The bills deal with different arenas – social media and higher education. But the fact that what is protected by one law is made illegal by another, and that what the online safety bill calls “a significant adverse psychological impact on an adult” is reason for censorship on social media but not on campus, reveals a degree of incoherence impressive even by this government’s standards.

That incoherence ensnared the higher education minister, Michelle Donelan, in a radio interview. The new law, she claimed, would require universities to give platforms to Holocaust deniers. After outrage, the government backed down, Downing Street insisting that “Holocaust denial is not something that the government would ever accept”. But Holocaust denial is legal in Britain. If, as the government claims, it wants to ensure that universities don’t ban speech that is odious but legal, it is difficult to see how Donelan was wrong.

Meanwhile, the online safety bill threatens huge fines for the failure to ban legal speech deemed “harmful”, even if “indirectly”. What constitutes “harm” or “indirect” harm? No one knows. But, as media law expert Edina Harbinja observes, “what’s legal to say out loud could soon become illegal to type in the UK”. The fact is, the government is interested not in free speech but in taking whatever stance seems politically expedient.

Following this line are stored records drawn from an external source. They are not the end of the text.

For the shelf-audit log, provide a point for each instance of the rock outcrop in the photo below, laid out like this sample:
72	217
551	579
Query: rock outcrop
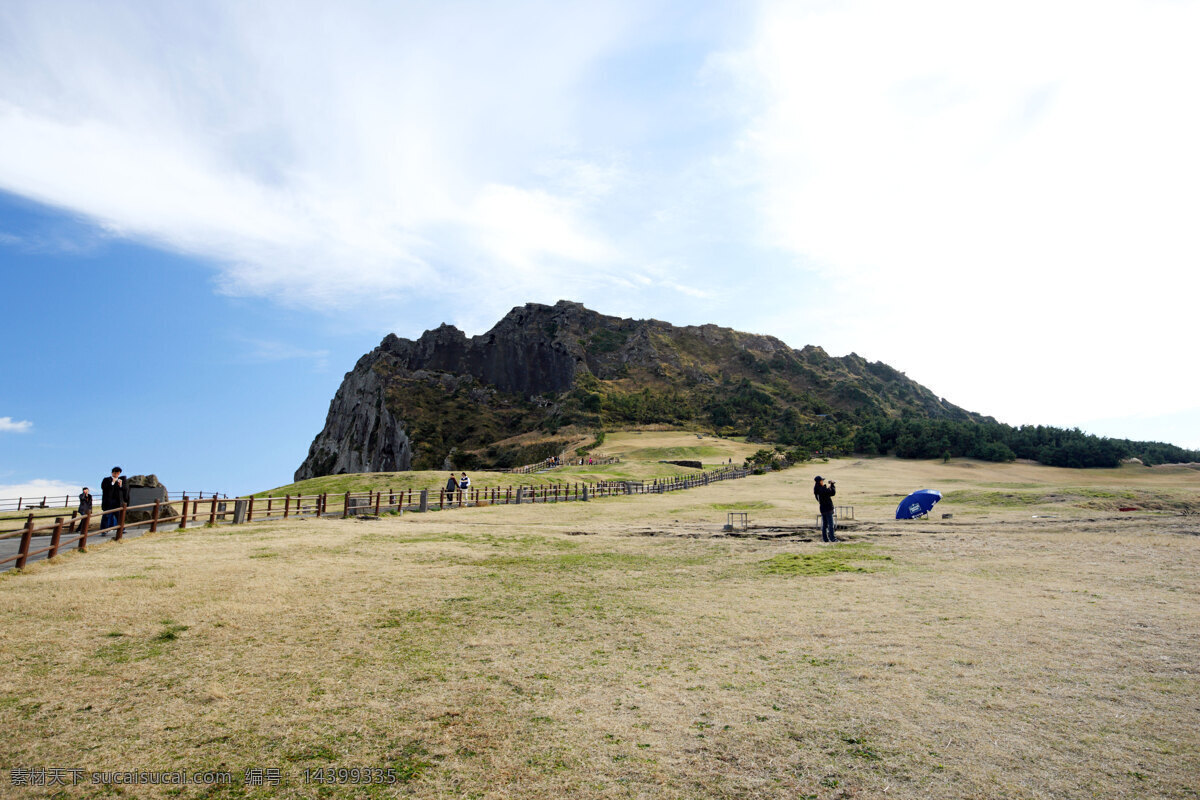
360	433
409	404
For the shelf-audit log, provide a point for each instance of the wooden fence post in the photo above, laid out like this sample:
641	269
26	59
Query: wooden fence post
27	539
54	539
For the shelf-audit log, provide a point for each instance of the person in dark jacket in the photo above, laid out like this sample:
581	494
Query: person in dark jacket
823	494
84	505
113	494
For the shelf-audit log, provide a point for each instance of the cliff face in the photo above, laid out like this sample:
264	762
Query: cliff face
412	404
360	433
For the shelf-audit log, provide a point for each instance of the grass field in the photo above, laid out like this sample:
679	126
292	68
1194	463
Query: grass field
1035	645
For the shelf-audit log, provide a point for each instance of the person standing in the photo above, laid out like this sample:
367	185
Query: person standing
84	505
113	494
823	494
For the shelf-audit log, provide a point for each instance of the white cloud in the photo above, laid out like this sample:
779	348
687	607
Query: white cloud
39	488
999	199
9	425
315	152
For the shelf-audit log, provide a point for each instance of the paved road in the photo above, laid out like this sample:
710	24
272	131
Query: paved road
12	546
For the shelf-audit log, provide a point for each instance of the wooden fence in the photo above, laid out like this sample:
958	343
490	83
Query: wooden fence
211	511
563	461
71	500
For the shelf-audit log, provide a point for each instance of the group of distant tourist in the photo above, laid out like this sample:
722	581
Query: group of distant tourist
114	493
457	483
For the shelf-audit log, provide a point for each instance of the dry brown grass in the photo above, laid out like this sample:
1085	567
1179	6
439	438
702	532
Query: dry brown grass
501	653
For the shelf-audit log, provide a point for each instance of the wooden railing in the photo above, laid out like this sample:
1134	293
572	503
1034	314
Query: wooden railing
564	461
213	511
69	500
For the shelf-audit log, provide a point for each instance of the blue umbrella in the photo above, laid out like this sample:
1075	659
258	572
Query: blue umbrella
918	504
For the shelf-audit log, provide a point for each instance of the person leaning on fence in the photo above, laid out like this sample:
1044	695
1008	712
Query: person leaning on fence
825	497
114	493
84	505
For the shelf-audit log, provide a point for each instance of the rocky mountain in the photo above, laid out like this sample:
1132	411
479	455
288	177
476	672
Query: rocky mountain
417	404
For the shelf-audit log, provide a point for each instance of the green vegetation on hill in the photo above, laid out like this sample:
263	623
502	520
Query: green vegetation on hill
567	371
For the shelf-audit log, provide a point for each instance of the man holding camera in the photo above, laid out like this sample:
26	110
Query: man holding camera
823	493
114	493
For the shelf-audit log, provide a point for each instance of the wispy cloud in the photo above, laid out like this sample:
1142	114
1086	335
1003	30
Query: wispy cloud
9	425
255	350
40	488
312	151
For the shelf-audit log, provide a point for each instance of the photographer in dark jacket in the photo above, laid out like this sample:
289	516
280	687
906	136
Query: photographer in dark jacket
84	505
825	497
114	493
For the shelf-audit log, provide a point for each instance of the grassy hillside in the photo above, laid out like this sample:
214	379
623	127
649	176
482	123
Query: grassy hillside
628	648
640	452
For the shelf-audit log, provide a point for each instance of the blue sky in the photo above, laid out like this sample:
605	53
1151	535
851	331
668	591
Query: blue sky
209	211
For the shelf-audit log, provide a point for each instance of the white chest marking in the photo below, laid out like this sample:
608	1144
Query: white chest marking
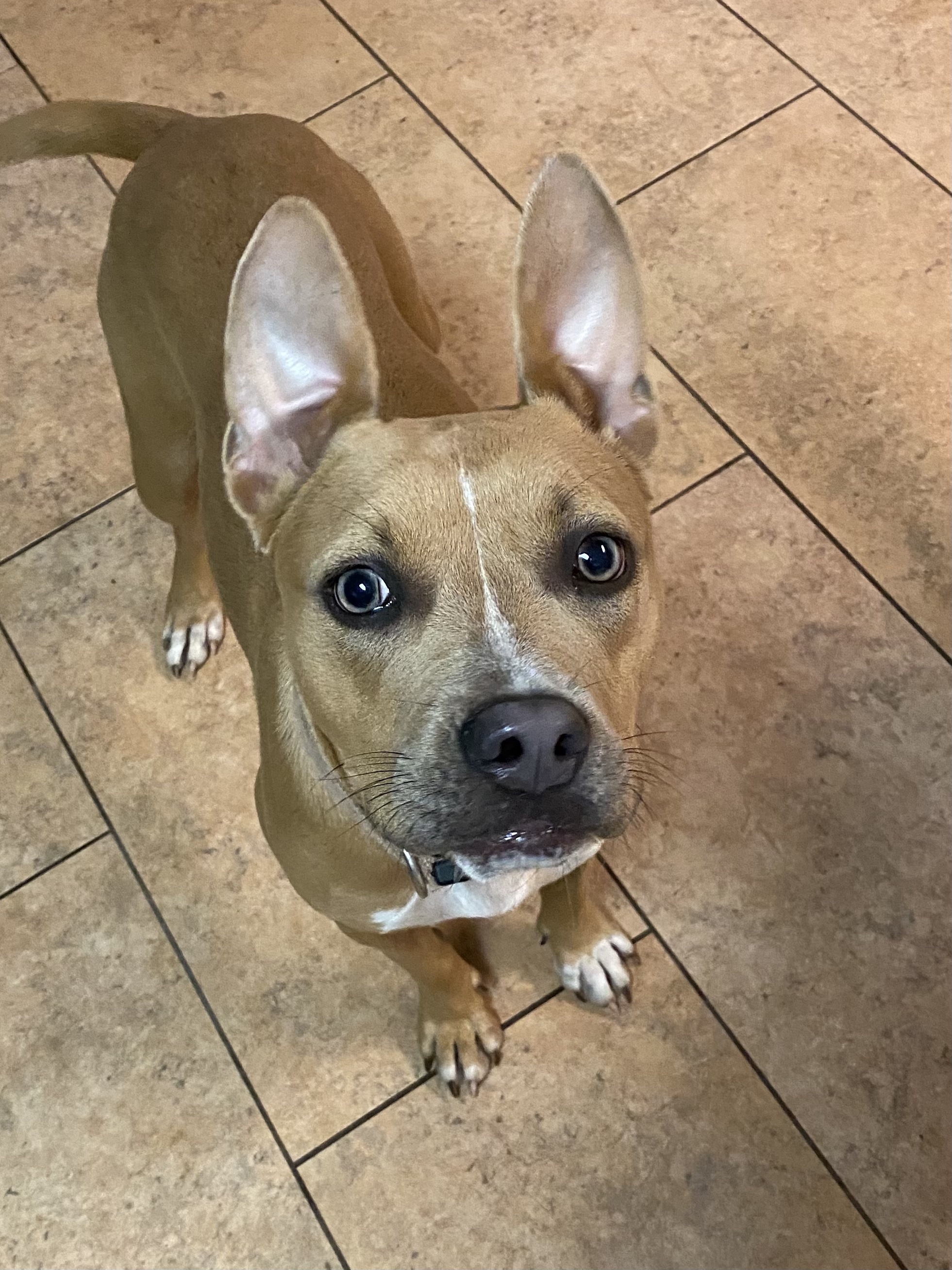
490	898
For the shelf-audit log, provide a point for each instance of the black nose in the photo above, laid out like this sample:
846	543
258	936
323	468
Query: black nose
527	744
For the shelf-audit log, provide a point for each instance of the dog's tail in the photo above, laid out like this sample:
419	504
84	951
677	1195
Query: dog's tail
121	130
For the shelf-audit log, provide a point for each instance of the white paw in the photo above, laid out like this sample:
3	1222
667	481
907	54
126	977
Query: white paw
187	648
601	976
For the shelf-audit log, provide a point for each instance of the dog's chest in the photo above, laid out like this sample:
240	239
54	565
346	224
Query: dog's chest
474	898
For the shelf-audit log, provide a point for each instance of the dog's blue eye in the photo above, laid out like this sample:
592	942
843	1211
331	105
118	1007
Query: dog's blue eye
601	558
361	592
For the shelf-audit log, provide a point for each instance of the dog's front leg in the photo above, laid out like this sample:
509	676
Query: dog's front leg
460	1032
589	949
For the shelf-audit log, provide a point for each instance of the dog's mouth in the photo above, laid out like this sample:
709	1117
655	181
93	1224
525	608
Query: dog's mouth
532	846
538	840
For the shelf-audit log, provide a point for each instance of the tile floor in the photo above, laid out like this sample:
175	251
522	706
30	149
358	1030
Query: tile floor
197	1071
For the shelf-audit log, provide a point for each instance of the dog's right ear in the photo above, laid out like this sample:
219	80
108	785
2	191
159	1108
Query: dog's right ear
299	361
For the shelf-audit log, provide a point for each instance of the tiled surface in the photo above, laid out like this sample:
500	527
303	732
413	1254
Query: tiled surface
802	864
799	276
798	860
63	436
325	1029
635	88
887	59
216	57
126	1136
45	810
640	1146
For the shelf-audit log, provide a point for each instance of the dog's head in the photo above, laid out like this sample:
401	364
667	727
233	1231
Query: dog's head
469	604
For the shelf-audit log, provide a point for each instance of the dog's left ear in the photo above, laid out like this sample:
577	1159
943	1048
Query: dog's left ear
299	361
578	306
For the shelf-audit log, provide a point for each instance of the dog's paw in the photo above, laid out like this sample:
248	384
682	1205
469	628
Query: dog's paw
600	976
463	1047
189	641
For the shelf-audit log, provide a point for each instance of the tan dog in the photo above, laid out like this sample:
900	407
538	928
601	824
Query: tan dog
449	614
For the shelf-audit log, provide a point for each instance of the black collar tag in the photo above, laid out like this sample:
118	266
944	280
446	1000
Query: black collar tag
446	873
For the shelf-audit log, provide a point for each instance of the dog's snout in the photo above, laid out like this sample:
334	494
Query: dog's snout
527	744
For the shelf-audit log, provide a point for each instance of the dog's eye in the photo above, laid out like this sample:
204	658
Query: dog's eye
600	558
361	592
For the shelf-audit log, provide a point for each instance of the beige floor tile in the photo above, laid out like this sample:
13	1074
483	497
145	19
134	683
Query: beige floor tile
61	431
887	59
126	1135
802	866
45	810
325	1029
634	89
461	233
799	278
690	442
217	57
615	1143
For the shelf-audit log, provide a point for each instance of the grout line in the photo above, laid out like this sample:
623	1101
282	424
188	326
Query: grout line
348	97
765	1080
832	94
701	480
423	106
54	864
26	69
410	1087
365	1118
828	534
59	529
177	950
422	1080
46	97
100	173
707	150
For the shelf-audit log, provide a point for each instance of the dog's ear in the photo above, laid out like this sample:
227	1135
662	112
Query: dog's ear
578	306
299	361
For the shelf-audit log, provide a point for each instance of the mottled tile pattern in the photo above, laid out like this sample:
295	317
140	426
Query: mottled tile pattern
800	863
794	851
640	1146
633	88
126	1135
45	810
799	277
325	1028
461	233
63	436
217	57
460	230
887	59
690	442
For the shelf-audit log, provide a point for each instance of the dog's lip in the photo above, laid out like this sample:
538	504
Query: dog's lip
534	837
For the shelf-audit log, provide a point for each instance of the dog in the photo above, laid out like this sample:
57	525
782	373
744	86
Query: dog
449	612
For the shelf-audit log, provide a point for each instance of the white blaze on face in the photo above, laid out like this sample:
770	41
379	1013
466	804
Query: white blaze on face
499	630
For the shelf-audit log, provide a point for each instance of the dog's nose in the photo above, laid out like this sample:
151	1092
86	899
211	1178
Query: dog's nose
527	744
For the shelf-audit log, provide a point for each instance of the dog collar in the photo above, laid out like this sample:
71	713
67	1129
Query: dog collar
446	873
443	873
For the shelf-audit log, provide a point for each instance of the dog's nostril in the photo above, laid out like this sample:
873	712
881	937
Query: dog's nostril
527	744
509	751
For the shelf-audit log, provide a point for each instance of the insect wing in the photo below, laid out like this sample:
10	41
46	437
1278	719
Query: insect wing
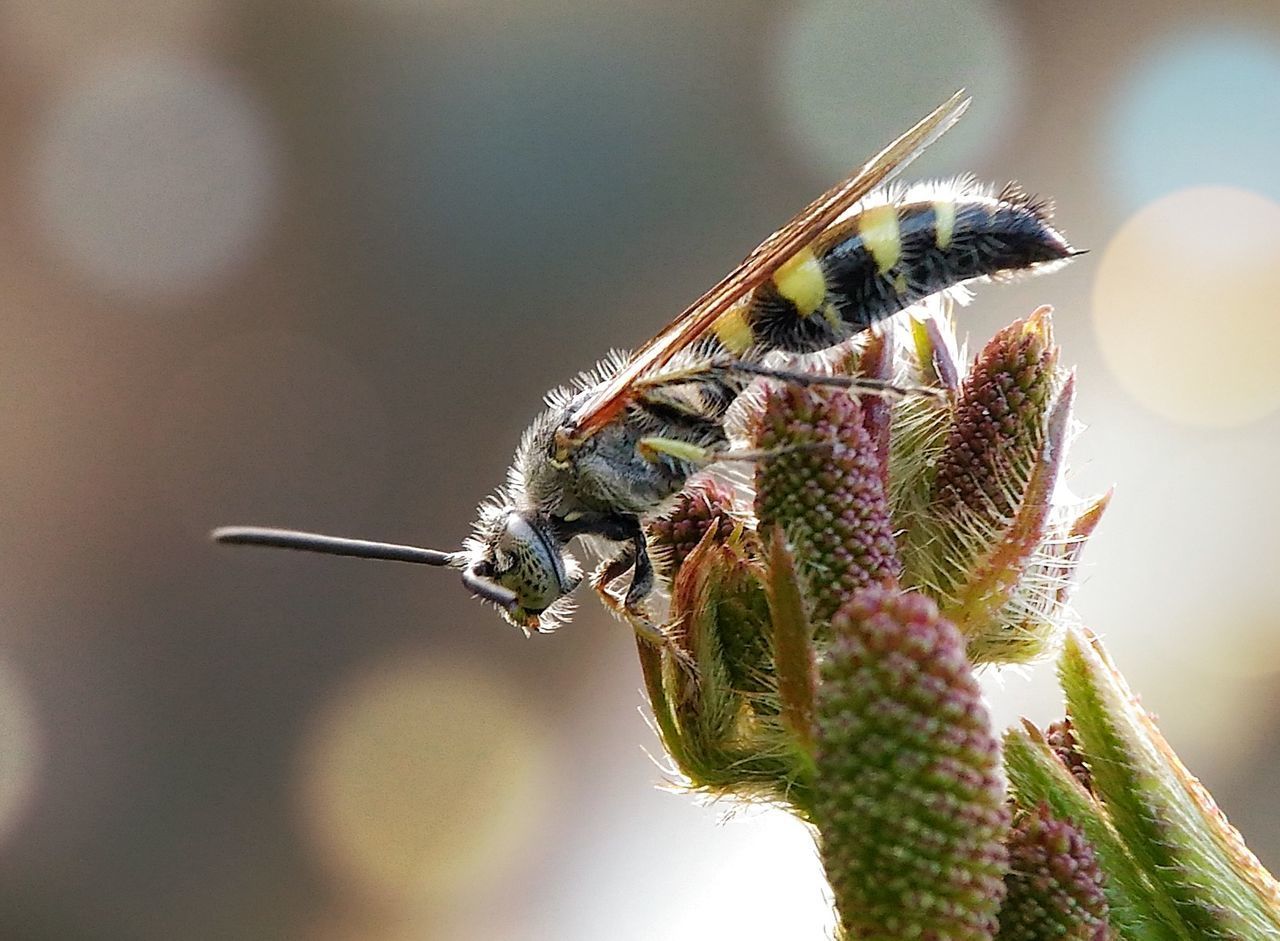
612	396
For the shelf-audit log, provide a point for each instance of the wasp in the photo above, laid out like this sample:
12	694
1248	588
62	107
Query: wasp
616	446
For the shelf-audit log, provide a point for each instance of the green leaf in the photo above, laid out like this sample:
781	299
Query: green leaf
1036	775
1166	818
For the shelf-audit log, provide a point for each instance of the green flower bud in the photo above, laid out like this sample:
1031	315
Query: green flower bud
1054	884
908	791
823	485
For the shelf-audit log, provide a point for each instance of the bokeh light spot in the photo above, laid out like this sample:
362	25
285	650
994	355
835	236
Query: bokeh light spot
154	176
19	748
1198	110
424	780
1184	306
850	77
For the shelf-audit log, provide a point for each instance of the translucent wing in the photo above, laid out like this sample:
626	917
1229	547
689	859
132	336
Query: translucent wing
611	397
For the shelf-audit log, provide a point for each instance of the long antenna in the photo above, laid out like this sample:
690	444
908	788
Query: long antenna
332	546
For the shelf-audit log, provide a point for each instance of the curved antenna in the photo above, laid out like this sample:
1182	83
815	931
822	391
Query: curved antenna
489	590
330	546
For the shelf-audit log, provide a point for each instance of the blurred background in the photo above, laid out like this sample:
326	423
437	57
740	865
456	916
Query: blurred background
314	263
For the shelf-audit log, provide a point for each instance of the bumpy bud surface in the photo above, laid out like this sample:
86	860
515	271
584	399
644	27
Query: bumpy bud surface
908	790
1055	885
702	506
999	423
823	484
992	540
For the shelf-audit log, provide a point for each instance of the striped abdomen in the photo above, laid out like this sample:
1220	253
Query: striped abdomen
885	259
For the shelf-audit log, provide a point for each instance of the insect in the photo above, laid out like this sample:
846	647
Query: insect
612	448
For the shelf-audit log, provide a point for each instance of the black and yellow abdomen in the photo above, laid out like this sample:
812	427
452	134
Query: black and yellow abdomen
882	259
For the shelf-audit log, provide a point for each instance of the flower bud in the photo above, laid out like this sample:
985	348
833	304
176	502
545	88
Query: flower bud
823	484
908	791
1054	884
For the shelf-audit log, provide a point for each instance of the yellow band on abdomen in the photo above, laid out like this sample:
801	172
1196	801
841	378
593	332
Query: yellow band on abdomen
732	330
945	222
800	281
878	229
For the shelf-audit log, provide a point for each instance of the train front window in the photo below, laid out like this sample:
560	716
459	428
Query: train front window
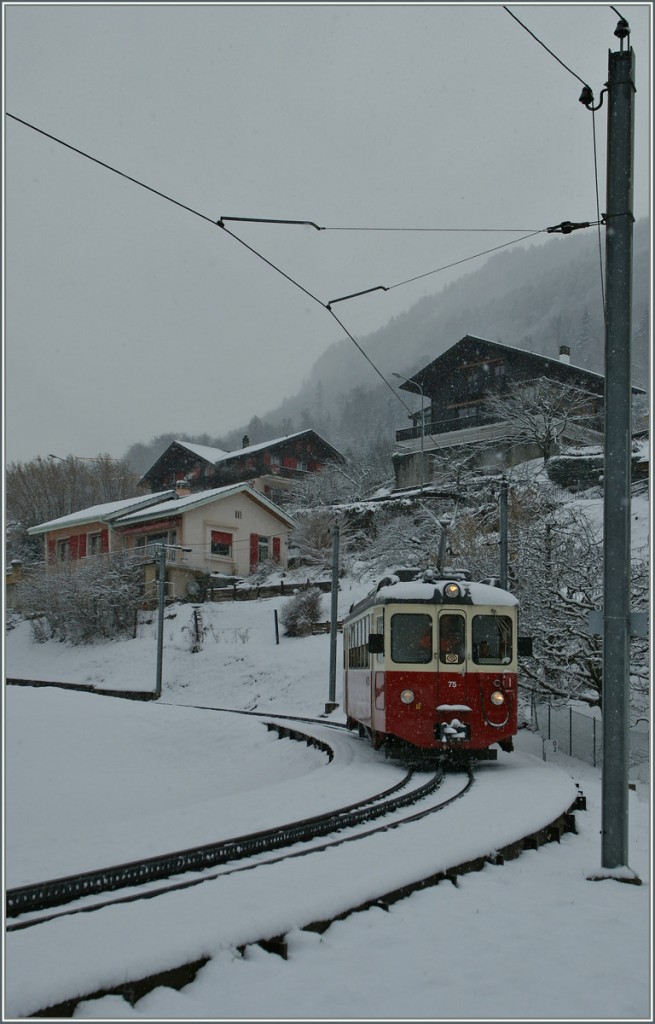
492	639
451	639
410	639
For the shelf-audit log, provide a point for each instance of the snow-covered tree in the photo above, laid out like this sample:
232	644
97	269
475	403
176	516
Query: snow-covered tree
300	611
94	601
542	414
46	488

It has long been recognised that the biggest chill to free speech at universities is the government’s “Prevent” policy, designed to curb terrorism. Prevent guidance on higher education includes a warning that speakers espousing “non-violent extremism” may need to be censored. Not only does this contradict the government’s free-speech agenda (why should “non-violent extremism” be banned rather than debated?), it also discourages discussion and promotes censorship. Any government serious about free speech would begin by looking at its own Prevent policy. The debate has also exposed wider divisions on free speech. Three broad positions are developing. First, there are those who demand restrictions on unpalatable speech and want the state to set the boundaries. This is probably the consensual view on the left, a major shift from what it would have been half a century ago. Second, there are some who support free speech and want the state to impose it. This relatively new development is often pushed by conservatives who recognise the political utility of being seen as champions of free speech. And, third, there are those, like me, who support free speech but oppose the state imposition of “freedom” as both contradictory and politically troubling. One of the classic arguments for free speech is that giving the state power to censor speech that we abhor – bigotry, say – gives it also power to censor speech we might support. Historically, we have witnessed this many times.

This is also, however, an argument against giving the state power to impose freedom of expression. One of the two examples that the education secretary, Gavin Williamson, gives as demonstrating the need for new legislation is a letter signed by academics “expressing public opposition” to Cambridge professor Nigel Biggar’s research project on the British empire. Is not criticism of Biggar’s work also an expression of free speech? Or is free speech confined to ideas and research of which the government approves? One can see here how in the future the government might seek to curtail such criticism in the name of protecting free speech.

It’s important to defend freedom of expression in universities and online. In my view, what is legal offline should not be illegal online and issues such as Holocaust denial and “non-violent extremism” are moral and political, not legal, matters. We should challenge such bigotry wherever we see it, but not necessarily ban it.

The desire to make social media less obnoxious and universities more open is welcome. The roots of these problems are, however, primarily social and political, not legal or technological – decay of the public sphere, a greater intolerance of views with which we disagree, the broader breakdown of civility, the growth of a more censorious social climate. Incoherent legislation that creates a free-speech bureaucracy opens the way to litigation over “adverse effects” suffered by some speakers and threatens legal sanctions over vague notions of “harm” will neither improve the online experience nor bolster free speech.